Integro este ano a oficina de escrita de crítica de cinema Talent Press Rio (parceria entre o Festival do Rio, o Berlinale Talents, o Goethe Institut e a Fipresci) e por isso escrevo da outra margem do Atlântico, da cidade maravilhosa, sobre alguns dos filmes brasileiros que vi nos primeiros dias do festival. Depois da primeira parte, chega a hora da sequela. Mas mais ainda há-de vir, m’ aguardi!

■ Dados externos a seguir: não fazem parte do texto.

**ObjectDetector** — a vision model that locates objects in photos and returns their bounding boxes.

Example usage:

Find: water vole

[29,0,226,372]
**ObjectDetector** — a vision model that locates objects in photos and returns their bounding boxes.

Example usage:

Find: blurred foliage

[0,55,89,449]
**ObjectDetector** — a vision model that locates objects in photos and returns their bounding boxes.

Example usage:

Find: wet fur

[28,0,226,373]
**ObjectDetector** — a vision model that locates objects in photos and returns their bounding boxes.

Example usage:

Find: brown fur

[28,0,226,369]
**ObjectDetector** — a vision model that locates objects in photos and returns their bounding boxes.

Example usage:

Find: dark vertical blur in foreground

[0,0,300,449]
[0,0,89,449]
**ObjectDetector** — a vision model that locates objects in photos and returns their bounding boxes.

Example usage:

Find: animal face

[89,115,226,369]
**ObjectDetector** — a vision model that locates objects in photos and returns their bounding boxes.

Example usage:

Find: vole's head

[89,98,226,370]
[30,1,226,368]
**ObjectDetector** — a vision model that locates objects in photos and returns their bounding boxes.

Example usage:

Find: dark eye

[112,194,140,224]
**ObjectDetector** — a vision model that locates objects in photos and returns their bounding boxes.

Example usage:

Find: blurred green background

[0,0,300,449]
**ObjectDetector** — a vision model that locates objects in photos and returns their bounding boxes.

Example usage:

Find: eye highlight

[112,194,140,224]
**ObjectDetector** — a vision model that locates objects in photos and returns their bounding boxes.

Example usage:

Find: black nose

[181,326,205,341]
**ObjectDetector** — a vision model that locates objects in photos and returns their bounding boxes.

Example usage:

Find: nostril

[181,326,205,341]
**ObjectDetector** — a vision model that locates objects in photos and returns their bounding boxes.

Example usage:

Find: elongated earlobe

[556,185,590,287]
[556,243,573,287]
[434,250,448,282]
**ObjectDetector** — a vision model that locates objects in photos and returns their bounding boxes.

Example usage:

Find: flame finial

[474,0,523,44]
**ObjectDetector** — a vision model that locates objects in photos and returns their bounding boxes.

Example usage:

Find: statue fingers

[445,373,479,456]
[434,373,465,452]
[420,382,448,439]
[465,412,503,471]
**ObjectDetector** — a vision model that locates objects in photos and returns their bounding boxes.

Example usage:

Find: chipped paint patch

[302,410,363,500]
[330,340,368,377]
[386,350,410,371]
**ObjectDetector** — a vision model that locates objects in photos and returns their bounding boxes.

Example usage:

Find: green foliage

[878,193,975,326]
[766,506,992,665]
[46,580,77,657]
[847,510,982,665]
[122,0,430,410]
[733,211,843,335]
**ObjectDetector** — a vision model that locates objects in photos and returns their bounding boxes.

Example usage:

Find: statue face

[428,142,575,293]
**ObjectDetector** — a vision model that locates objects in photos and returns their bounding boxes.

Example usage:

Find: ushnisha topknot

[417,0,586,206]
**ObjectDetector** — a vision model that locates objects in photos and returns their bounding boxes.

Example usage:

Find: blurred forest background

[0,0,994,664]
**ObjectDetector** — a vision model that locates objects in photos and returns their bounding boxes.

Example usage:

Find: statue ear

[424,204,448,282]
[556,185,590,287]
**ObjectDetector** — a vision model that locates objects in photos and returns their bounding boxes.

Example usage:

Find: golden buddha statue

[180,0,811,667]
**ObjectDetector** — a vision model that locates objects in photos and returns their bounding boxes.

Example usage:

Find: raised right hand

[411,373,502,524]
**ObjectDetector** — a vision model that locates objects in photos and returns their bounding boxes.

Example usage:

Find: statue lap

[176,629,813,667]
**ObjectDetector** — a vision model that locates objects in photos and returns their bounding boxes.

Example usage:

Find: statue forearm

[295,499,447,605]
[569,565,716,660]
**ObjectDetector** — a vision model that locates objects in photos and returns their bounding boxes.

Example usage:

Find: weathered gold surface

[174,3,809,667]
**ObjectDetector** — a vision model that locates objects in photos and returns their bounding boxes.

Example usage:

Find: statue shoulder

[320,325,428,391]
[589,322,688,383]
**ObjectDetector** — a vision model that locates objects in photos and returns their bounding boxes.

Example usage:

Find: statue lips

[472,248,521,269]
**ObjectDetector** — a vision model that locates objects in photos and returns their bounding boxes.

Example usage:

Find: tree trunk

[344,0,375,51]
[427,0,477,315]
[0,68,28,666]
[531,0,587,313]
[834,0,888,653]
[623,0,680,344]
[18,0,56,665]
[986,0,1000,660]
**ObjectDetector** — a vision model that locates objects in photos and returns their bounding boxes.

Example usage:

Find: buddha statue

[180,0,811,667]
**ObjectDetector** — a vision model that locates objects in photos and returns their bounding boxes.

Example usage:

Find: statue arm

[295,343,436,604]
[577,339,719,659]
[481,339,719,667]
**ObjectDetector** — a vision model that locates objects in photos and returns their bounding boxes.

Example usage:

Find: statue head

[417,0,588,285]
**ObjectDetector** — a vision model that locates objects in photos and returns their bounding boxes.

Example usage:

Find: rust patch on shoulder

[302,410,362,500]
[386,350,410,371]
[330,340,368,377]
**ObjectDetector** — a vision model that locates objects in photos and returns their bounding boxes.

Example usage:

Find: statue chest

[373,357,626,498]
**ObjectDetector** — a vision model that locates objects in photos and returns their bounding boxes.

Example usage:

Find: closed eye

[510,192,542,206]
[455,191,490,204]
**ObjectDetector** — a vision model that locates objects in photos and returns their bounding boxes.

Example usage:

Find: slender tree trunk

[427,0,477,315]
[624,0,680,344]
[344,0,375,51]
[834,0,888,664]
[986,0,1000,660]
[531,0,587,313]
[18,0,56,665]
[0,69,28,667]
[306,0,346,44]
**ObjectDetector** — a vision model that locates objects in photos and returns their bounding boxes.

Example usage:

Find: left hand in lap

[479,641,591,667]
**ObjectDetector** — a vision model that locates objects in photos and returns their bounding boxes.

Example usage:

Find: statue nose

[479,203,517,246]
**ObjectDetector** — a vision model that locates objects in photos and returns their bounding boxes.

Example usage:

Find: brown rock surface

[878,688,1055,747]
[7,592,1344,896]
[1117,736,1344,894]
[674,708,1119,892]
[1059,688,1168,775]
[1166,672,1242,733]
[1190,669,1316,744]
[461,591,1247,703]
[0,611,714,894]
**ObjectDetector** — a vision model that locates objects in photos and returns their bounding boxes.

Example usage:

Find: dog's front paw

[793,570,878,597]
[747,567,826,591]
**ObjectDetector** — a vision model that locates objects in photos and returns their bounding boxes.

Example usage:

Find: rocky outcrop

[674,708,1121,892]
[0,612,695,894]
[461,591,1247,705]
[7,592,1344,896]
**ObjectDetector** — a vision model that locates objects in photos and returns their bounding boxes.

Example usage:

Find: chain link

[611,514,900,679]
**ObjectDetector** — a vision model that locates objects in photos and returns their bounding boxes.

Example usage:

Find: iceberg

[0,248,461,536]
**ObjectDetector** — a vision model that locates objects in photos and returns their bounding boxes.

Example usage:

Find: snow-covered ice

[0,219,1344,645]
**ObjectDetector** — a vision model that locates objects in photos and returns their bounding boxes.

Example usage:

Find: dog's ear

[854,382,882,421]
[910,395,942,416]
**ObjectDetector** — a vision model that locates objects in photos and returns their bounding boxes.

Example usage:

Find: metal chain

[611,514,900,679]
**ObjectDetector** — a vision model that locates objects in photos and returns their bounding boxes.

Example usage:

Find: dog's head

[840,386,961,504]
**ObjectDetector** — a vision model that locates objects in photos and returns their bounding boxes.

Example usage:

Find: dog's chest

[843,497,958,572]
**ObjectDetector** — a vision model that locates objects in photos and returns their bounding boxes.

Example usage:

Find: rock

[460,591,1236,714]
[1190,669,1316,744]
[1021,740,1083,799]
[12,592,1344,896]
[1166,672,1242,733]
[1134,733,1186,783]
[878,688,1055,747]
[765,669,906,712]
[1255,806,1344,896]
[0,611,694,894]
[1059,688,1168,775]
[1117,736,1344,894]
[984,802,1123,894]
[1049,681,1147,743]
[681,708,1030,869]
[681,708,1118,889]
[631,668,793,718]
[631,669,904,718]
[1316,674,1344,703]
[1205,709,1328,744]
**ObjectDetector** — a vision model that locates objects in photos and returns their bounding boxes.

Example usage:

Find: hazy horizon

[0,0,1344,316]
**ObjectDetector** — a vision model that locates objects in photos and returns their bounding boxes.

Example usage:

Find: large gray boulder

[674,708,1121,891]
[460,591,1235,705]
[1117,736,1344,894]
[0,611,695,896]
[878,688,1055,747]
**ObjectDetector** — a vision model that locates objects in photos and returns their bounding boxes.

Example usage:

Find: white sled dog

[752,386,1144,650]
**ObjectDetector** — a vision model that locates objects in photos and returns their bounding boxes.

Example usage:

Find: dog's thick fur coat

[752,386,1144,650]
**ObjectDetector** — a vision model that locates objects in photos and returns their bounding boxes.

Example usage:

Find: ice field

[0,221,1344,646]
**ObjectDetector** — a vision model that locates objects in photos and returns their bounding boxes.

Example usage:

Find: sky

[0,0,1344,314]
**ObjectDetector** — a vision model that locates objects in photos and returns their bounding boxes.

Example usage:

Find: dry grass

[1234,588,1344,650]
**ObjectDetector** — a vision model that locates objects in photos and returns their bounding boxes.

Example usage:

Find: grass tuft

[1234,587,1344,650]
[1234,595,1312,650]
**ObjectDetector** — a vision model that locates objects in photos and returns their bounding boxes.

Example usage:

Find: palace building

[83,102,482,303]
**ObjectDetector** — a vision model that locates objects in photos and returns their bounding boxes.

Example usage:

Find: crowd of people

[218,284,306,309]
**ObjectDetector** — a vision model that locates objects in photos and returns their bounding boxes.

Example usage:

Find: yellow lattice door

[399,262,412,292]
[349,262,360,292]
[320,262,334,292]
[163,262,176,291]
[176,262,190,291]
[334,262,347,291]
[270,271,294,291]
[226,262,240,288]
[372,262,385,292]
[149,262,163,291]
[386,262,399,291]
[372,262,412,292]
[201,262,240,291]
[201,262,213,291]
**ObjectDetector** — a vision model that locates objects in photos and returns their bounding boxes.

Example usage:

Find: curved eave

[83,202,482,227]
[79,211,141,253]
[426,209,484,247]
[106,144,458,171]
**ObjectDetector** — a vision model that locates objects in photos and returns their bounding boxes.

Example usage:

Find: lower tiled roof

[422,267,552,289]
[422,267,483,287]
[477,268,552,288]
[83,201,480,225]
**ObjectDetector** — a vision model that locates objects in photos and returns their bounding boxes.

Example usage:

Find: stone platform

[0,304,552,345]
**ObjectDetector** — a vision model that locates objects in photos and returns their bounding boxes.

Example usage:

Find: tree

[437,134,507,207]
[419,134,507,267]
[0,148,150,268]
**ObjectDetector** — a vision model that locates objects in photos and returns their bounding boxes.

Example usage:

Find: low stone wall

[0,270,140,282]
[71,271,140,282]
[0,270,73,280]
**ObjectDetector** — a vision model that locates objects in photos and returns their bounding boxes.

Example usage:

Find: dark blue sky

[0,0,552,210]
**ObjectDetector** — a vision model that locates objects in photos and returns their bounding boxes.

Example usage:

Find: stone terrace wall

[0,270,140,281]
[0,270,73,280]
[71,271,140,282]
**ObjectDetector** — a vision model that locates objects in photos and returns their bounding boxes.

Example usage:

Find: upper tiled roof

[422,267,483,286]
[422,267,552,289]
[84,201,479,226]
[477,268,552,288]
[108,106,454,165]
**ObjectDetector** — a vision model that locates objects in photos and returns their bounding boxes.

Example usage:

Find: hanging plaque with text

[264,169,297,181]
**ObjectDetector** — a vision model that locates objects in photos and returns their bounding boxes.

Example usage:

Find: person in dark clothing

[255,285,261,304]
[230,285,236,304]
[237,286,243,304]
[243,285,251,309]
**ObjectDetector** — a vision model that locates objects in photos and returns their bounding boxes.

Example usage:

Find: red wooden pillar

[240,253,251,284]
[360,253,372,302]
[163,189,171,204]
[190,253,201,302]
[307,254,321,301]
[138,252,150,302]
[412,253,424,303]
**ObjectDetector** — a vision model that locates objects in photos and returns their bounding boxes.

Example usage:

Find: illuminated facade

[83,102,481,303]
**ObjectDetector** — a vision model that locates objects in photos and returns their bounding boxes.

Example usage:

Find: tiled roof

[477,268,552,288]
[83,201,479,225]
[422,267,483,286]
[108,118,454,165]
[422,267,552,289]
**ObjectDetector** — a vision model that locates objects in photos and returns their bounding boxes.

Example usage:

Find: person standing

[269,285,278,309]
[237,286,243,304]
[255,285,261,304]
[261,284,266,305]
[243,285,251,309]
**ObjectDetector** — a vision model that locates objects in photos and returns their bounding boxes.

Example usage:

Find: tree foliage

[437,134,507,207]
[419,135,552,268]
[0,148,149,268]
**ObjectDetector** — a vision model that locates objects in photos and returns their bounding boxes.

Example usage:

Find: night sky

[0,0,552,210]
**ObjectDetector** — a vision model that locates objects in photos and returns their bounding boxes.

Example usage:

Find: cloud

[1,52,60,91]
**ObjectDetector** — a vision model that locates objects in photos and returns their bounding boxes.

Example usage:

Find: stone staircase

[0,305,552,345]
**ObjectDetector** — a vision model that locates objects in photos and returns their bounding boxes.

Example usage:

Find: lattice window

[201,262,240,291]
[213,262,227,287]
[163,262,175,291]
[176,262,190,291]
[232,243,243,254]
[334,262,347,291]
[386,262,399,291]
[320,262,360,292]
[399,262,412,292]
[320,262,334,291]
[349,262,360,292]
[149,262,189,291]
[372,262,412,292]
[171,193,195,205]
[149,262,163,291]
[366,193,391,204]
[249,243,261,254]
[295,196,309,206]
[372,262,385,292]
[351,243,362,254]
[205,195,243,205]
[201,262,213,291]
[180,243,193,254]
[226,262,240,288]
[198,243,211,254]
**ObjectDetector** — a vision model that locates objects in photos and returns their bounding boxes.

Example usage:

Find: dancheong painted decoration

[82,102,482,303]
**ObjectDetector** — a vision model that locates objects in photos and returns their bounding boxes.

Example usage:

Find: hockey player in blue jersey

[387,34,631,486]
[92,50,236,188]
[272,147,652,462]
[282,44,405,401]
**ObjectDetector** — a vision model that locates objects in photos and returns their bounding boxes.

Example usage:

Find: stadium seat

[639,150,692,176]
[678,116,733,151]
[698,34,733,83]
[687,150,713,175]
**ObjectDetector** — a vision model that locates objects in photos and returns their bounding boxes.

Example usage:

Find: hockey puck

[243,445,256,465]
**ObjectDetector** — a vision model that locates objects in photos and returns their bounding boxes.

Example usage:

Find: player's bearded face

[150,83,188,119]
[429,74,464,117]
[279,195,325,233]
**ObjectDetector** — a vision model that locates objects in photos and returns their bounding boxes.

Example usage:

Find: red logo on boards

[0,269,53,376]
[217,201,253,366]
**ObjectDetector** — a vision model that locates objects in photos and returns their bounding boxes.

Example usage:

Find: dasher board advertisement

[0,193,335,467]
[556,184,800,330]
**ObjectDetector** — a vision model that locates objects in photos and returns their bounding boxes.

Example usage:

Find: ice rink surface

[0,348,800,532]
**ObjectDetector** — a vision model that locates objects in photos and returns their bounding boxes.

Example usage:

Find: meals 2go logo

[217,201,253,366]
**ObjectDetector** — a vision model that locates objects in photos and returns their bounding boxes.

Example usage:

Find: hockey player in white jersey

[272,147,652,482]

Meu Nome É Daniel (2018) de Daniel Gonçalves
A equipa de programação do Festival do Rio está particularmente atenta (como aliás, parece ser o caso na comunidade do cinema como um todo, aqui no Brasil) às questões da representação e da representatividade: filmes com e de mulheres, filmes com e de pessoas indígenas, filmes de e com pessoas negras, filmes de e com pessoas LGBT, filme de e com pessoas com deficiência. Meu Nome É Daniel é um filme que se centra na ideia de subjectividade já contida no título, sendo por isso um objecto feito na primeira pessoa, uma apresentação de si (e de uma identidade) e de forte componente confessional. Daniel Gonçalves tem um deficiência motora muito debilitante e este filme, a sua estreia na longa-metragem retrata o seu percurso de vida de cerca de três décadas. Composto em grande medida por filmes familiares (em Super8, VHS e Mini-DV) e por uma narração muito presente (feita de intimidade e humor) o realizador criou um objecto que é, mais do que qualquer outra coisa, uma reflexão sobre o poder das imagens em movimento (e das câmaras) no desenvolvimento de uma personalidade, evitando (como afirmou na sessão de debate após o filme) “tanto o discurso do coitadinho, como o arauto da superação” – dois clichés típicos do retrato das pessoas com deficiência, transformadas quase sempre em ferramentas de auto-ajuda para o espectador que vive sem enfermidade poder abrir espaço a uma reavaliação da sua percepção das dificuldades.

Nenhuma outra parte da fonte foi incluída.